Voting with their wallets
It's an age-old question: what's wrong with this picture?
A few days ago, I captured an interesting moment that, in a single image, describes eloquently one of the most egregious violations of trust being perpetrated against the public. I won't call it an "unsuspecting" public, because anyone who is not at least suspicious about what is reported by the mainstream media, and what so-called "scientific polls" purport to reflect about public sentiment, is keeping himself in intentional ignorance.
Of particular interest is the perpetrator in this case: none other than President Trump's personal favorite media outlet, CNN. Deepening the suspicion is the fact that the CNN story shown here is based on a Gallup poll.
Much has already been spoken of and shown on the issues of bogus polling and fake news, much of it by the president himself. Consider this my thousand words:
This screenshot is from general Apple news feed. The first is a Fox News report about singer Joy Villa's decision to wear a "Make America Great Again" dress to the Grammy Awards on Sunday night and the subsequent massive spike in sales of her music.
As reported by the Daily Wire:
Her 2014 album "I Make the Static" was ranked 543,502 on Amazon [on Sunday night].
But when she woke up Monday morning, after attending the Grammys, all that had changed. Her "Static" album had soared to No. 1 – an increase of 54,350,100 percent! In fact, the top six entries on Amazon's "movers and shakers" were all works by Villa.
Fittingly, the Fox News story captured in the screenshot was also number one in Apple's "Trending Stories."
In second trending position is a CNN story touting a Gallup poll that "Trump approval rating at new low."
So I ask again: what's wrong with this picture?
To any honest observer, it should be pretty apparent: Americans are voicing their support for Trump, not in response to questionable polls or more questionable CNN stories, but in the only way that really matters: with their wallets. A 54,350,100-percent increase in sales overnight for a performer who did nothing more than wear an allegedly pro-Trump dress to the decidedly anti-Trump Grammys says a lot more about American sentiment than a poorly sampled poll by a dying institution.
Trump's election to the presidency shined a bright, unblockable light into the darkest corners of America's media and polling crisis because it came in spite of almost universal polling and subsequent reporting that a Trump win was a statistical impossibility. Hillary Clinton's victory, according to nearly every major poll and news outlet, was all but assured.

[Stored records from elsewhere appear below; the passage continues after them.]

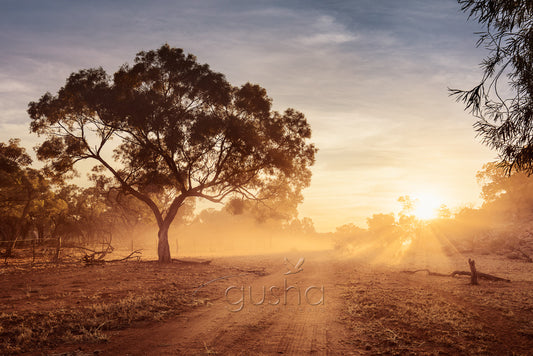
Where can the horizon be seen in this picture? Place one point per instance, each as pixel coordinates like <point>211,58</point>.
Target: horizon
<point>371,79</point>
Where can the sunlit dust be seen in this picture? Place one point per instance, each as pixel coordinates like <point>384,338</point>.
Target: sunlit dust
<point>427,206</point>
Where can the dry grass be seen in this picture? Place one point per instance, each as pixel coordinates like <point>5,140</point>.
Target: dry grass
<point>392,313</point>
<point>22,331</point>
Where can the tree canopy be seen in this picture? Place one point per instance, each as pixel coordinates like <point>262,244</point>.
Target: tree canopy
<point>178,127</point>
<point>502,102</point>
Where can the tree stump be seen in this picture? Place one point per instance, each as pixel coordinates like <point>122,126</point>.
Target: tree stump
<point>473,272</point>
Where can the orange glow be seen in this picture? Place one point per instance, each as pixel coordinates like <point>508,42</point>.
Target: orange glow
<point>427,205</point>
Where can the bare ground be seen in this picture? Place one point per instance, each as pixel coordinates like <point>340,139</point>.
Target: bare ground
<point>365,310</point>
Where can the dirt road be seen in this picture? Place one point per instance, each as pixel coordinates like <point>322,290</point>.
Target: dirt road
<point>299,315</point>
<point>249,306</point>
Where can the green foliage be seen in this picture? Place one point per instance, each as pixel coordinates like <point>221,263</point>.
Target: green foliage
<point>502,102</point>
<point>181,129</point>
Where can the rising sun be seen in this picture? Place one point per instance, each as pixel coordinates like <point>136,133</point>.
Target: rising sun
<point>427,205</point>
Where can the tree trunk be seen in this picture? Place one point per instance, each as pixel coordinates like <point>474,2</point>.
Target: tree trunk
<point>163,249</point>
<point>473,272</point>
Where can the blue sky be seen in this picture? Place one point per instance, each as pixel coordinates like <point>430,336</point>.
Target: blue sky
<point>371,77</point>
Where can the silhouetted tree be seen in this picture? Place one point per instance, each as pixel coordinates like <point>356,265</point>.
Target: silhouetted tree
<point>503,100</point>
<point>179,127</point>
<point>23,191</point>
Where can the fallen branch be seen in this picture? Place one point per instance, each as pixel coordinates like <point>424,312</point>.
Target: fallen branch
<point>486,276</point>
<point>206,262</point>
<point>137,254</point>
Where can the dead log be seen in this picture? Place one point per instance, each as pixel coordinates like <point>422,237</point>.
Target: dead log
<point>480,275</point>
<point>488,277</point>
<point>197,262</point>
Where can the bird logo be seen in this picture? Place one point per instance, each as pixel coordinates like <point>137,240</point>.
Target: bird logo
<point>293,269</point>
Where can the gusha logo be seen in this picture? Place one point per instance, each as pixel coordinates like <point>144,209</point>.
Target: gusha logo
<point>313,295</point>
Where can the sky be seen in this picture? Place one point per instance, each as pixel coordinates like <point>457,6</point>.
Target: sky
<point>371,77</point>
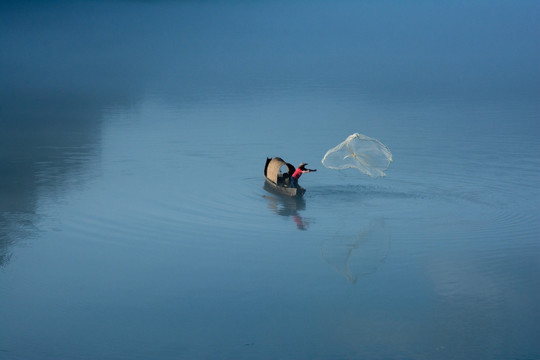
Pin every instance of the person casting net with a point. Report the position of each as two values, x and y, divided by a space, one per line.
366 154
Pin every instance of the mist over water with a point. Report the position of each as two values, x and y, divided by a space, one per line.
134 222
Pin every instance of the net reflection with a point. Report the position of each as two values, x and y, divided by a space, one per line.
358 255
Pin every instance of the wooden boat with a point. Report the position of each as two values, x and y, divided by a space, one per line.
277 173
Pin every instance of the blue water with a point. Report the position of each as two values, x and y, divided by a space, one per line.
134 222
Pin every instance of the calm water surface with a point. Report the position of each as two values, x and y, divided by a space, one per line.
134 223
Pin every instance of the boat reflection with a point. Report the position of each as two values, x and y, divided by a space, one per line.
358 255
287 206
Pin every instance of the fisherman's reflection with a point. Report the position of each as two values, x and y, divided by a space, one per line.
285 206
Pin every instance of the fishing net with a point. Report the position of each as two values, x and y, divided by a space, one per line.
368 155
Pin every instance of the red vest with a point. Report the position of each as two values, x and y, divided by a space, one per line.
297 173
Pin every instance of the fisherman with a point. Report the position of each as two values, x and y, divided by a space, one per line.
301 169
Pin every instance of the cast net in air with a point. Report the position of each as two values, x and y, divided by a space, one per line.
361 152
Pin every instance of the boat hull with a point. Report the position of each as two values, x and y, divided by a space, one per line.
270 186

Apparently, nothing has changed. These antiquated institutions have learned nothing from their epic failures, and worse, they're working furiously to make sure Americans learn nothing from their epic failures. Pollsters are persisting in their claim to be America's voice, a claim loudly reinforced by CNN and the like, especially when it sounds damaging to Trump. Americans' money says something entirely different, and though it is perfectly captured in this picture, it doesn't take a thousand words to say it. It takes only four: CNN is fake news.